Searching For Missing 1948
When East Hampton Town celebrated its tricentennial in 1948, Riborg Mann, a village resident who was an executive of Path‚ News, arranged to have a film crew on hand to record the parade and the historic pageant that followed.
Organizers of the 350th anniversary would very much like to see that old two-reel movie, to help in the planning of this year's celebration.
There's only one problem. The film has been missing for years.
"The last time I saw it was around 1950," said John Meeker, a retired East Hampton School District Superintendent, who narrated the film from a script written by Enez Whipple, then the director of Guild Hall.
"At that time it was kept at Village Hall, which was an old bank. They still had a vault where they kept some of the memorabilia. They lent it out to local organizations for several years until it disappeared."
"Everybody talks about it, but we haven't been able to find it," said Bruce Collins, who heads the commemorative celebration.
While the anniversary committee has searched for the film, it has apparently overlooked a valuable source right under its nose.
"We represent Path‚," said Joe Lauro, a partner in Historic Films, an archival service based at Goodfriend Park in East Hampton. "If anyone will have it, it will be us."
Mr. Lauro promised to research the newsreel company's archives to see if he could find the footage, but did not hold out great hope.
"A lot of that stuff has turned to dust," he said.
According to Mr. Lauro, Path‚ typically filmed national stories for its weekly newsreels shown at theaters across the country.
"But if a big event was going on in a certain area, they would shoot a special edition and only show it locally," he said.
Mr. Meeker doubts that many copies of the film were made.
"There's a possibility that some of it was shown as part of their news," he said, "but I think Riborg Mann . . . did it as a favor to the village."
The committee did receive another kind of pictorial windfall, however, when James Strong, the retired owner of the Strong Insurance Agency, turned over about 30 slides he took on Parade Day 1948.
Mr. Strong, home from the University of Michigan, grabbed his Argus 35-millimeter camera and strolled down to the parade route on what was a bright, sunny day.
"I sat in one spot and took pictures of the parade going by," he said. "It was only one roll."
And a good roll it was. His photographs captured floats including impeccably designed models of Home, Sweet Home, the East Hampton Methodist Church, and a working blacksmith shop.
There are shots of Judson Bannister, the East Hampton Village Mayor at the time, the East Hampton Town Trustees riding, appropriately, in a dory, military honor guards, and Girl Scouts. There is a fine one of Norman Gould, an East Hampton dairyman, milking a brown Swiss cow while riding on a float.

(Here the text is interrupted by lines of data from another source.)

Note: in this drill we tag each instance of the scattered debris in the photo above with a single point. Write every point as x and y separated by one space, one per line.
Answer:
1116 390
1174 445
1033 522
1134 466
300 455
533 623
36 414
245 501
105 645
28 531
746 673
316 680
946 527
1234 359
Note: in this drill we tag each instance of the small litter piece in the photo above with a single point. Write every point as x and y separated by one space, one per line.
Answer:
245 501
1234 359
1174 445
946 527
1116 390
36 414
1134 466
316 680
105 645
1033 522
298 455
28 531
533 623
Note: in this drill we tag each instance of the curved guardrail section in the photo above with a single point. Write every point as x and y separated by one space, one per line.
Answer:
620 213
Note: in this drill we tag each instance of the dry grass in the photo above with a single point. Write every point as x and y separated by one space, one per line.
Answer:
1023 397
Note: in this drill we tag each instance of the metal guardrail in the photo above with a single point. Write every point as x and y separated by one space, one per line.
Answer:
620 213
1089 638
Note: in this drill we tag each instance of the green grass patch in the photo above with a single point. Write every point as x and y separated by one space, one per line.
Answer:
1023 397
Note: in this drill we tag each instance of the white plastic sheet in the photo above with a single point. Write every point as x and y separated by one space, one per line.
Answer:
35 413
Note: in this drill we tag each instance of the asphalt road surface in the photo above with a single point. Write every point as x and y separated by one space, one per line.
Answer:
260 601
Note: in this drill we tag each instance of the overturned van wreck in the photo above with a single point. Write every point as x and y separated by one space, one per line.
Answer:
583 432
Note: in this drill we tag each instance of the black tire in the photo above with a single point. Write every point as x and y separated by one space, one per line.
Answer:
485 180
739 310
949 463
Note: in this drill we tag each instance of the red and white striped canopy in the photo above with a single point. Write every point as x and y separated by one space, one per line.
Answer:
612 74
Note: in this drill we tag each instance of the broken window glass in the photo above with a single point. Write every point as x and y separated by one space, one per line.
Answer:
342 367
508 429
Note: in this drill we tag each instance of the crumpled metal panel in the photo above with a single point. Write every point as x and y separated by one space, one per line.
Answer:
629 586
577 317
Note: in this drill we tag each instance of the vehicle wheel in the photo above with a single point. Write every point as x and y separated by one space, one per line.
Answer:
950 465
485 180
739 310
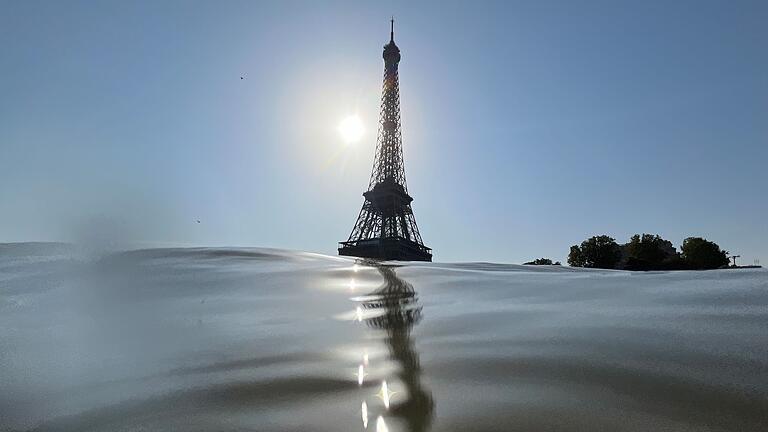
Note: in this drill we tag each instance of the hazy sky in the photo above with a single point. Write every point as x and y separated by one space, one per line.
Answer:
528 125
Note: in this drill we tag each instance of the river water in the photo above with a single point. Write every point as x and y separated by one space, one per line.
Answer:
267 340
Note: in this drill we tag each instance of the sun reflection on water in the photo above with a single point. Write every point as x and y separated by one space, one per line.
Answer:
393 308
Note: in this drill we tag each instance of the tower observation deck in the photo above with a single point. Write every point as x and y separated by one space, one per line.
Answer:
386 228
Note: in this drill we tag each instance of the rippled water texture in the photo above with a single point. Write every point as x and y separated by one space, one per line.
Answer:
266 340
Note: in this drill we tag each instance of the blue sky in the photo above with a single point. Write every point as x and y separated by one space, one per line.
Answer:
528 126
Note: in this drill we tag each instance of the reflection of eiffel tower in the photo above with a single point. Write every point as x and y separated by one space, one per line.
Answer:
398 304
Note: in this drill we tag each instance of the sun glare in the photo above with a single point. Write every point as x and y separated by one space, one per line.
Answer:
351 129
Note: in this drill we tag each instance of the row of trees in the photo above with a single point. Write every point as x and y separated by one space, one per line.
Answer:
647 252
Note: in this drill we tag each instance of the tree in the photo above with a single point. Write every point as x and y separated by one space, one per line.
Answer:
540 261
596 252
702 254
649 252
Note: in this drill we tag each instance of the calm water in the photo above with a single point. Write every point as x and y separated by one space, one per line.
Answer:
265 340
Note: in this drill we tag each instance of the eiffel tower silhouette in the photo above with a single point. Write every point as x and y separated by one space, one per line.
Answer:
386 228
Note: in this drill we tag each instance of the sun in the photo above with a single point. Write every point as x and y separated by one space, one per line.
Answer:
351 129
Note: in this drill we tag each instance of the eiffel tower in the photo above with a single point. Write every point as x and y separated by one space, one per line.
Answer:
386 228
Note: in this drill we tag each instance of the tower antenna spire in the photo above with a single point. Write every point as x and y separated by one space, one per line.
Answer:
386 228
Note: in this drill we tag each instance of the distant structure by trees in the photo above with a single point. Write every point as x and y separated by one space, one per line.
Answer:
542 261
701 254
647 252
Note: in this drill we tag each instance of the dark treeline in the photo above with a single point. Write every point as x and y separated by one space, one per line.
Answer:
647 252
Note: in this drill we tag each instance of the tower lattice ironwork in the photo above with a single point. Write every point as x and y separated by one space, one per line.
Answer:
386 227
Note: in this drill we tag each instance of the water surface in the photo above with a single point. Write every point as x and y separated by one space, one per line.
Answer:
267 340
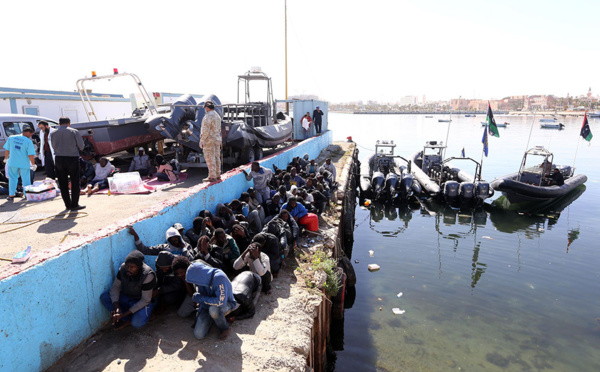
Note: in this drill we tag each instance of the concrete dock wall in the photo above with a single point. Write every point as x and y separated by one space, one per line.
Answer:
51 304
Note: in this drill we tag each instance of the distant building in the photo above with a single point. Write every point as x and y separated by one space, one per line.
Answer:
408 100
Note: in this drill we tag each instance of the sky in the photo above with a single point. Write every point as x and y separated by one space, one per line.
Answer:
341 51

The anniversary committee has had prints made of the slides.
"We want to put them in a book and show them to groups in town and let them know what was done," said James Brooks, chairman of the parade committee. "When you look at the work that went into some of those floats, it's amazing."
While the anniversary committee has been so far unable to track down the professional film, it has landed a pair of amateur films, one of the 1984 parade, sent by Mary Louise Crommett of Tarpon Springs, Fla., and another with brief footage from the 1924 celebration of the 275th anniversary, showing a pageant on which some of the later celebrations were loosely based.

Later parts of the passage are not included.